Master Cylinders from Magura are made in three piston sizes:  12 mm, the 700.4, probably what BMW used originally; 13 mm, the 700.12, BLACK, as used on the K100 (It is possible that this size MIGHT work nicely, with added braking, on an EML sidecar, but I have not tested that theory); and the 16 mm 700.33 or 700.32 which is silver colored.   Repair kits for any of them are available from Magura.  For all these MC, the hydraulic line threads are M10 x 1.   For all these MC, Magura says the 'hub' is 12 mm, and the stroke is 12 mm.   I measured the mounting centers of mine at 45 mm.  

Below are two photos; one of the MC; the other photo is of the extension pin that fits between the MC piston and the foot pedal rounded tip special screw.  In inspecting the sidecar rig after it was delivered to me, I found I had problems with my MC.  I replaced it; and, the old extension piece was buggered, as was the BMW foot pedal rounded tip special screw, 34-31-1-451-885.   I still have no part number for the extension piece as in the photo...it is not, per Magura USA, a standard part from them.  However, Magura of Germany says that the part is in the rebuild kits.  BMW does not list the extension pin separately, but its fiche shows that it is very likely part of the rebuild kit.    The below photo has notes on it as I sent it to someone for help in identifying that extension piece.   

***When someone replaces a BMW master cylinder, they often just throw away that extension piece, as the new MC comes with one.   See your friendly BMW dealership, they may be able to give you the extension piece if you need one, from their old box of trash parts.   I recently got my hands on some worn-out stock 12 mm BMW rear Magura cylinders.  These had the extension piece that is in the photo, below.   They DO come with the cylinder from BMW. 

NOTE that the 12 mm cylinder has a smaller bore INSIDE the piston where this extension piece fits!   It will work, but is not as nice as if a large diameter extension piece was available....and, so far, that is likely to be found ONLY in the Magura 16 mm repair kit!

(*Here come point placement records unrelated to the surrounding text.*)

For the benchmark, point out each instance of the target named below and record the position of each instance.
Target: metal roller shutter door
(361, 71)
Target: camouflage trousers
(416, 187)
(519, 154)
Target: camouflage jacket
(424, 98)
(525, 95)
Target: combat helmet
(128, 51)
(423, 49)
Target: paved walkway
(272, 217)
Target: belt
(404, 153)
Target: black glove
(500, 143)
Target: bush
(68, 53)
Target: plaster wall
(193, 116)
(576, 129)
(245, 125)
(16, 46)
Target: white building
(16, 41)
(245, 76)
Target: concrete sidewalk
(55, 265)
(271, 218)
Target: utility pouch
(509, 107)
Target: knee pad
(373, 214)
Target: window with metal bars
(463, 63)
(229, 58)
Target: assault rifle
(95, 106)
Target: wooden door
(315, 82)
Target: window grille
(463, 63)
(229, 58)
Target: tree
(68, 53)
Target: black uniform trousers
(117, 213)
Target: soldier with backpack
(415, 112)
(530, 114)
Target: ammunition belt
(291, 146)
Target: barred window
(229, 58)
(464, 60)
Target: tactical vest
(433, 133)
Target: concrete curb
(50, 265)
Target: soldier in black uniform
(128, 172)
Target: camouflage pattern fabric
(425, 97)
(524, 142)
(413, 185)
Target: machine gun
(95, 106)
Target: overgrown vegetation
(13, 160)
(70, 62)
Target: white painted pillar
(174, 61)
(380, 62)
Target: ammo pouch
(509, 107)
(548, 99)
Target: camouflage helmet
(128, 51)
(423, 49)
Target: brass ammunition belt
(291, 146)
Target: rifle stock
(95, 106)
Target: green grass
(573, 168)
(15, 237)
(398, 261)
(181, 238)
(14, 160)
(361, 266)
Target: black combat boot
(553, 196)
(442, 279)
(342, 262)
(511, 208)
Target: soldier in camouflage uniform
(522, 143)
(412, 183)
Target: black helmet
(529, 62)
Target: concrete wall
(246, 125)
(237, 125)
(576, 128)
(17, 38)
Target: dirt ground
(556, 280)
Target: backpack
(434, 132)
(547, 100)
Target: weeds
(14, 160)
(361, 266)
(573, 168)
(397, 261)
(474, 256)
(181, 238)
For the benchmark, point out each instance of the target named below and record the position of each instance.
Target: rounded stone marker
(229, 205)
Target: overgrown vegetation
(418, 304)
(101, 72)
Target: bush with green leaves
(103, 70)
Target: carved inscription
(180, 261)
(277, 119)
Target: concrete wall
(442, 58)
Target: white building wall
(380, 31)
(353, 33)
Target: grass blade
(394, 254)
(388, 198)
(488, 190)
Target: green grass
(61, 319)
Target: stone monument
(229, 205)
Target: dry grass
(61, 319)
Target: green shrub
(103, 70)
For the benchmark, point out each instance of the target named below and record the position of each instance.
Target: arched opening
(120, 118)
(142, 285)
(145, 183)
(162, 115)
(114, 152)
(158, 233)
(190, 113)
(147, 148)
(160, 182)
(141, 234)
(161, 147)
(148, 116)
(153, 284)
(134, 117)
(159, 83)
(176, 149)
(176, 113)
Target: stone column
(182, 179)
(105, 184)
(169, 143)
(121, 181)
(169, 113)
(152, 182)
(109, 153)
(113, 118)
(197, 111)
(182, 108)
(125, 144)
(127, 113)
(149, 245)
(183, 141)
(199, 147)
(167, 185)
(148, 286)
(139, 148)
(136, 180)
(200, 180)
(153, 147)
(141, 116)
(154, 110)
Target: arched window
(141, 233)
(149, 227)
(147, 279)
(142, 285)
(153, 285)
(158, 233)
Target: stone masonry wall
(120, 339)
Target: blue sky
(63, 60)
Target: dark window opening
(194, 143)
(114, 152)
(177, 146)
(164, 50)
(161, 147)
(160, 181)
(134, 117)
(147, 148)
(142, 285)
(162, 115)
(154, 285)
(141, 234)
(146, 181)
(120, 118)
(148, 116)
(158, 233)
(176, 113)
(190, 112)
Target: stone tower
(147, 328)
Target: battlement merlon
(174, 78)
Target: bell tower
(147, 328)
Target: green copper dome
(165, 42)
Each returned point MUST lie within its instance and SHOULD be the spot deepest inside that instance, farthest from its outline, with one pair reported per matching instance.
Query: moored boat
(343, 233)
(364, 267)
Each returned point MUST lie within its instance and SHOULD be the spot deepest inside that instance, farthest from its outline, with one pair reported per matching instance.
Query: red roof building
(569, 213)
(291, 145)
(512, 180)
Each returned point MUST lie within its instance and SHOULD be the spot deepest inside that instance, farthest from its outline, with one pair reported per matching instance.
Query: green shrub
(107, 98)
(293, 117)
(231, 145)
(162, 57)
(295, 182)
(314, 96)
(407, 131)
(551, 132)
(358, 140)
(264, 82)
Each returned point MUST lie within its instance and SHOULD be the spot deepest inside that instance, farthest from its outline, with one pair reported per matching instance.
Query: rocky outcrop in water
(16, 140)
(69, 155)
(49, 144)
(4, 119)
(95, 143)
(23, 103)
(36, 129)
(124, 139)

See the larger photo above, and the "O-ring...why?", in red that I put on the photo.   I think it MAYBE was used so the extension pin would properly fit and be captive in the BMW 12 mm piston diameter MC.   So far, no proof that the Magura 16 mm rebuild kit comes with a larger extension piece.


Details of the hub &suspension & information on replacing wheel bearings & seals
 (information on overhauling the shock/spring unit is later in this article):


As you can see from the photos, the brake disc mounts to the hub using 8 bolts.
The outside diameter of my disc measured 198 to 200 mm, and the EML specification sheet says 200 mm, so that is fine, and looking at where the caliper fits with its pads sweeping the disc area, the disc could be OK at 7-3/4" diameter (197 mm). The disc thickness, used condition, was 0.175", which is 4.445 mm.  I suspect they were 4.5 mm when new; a standard size for many discs used on bikes.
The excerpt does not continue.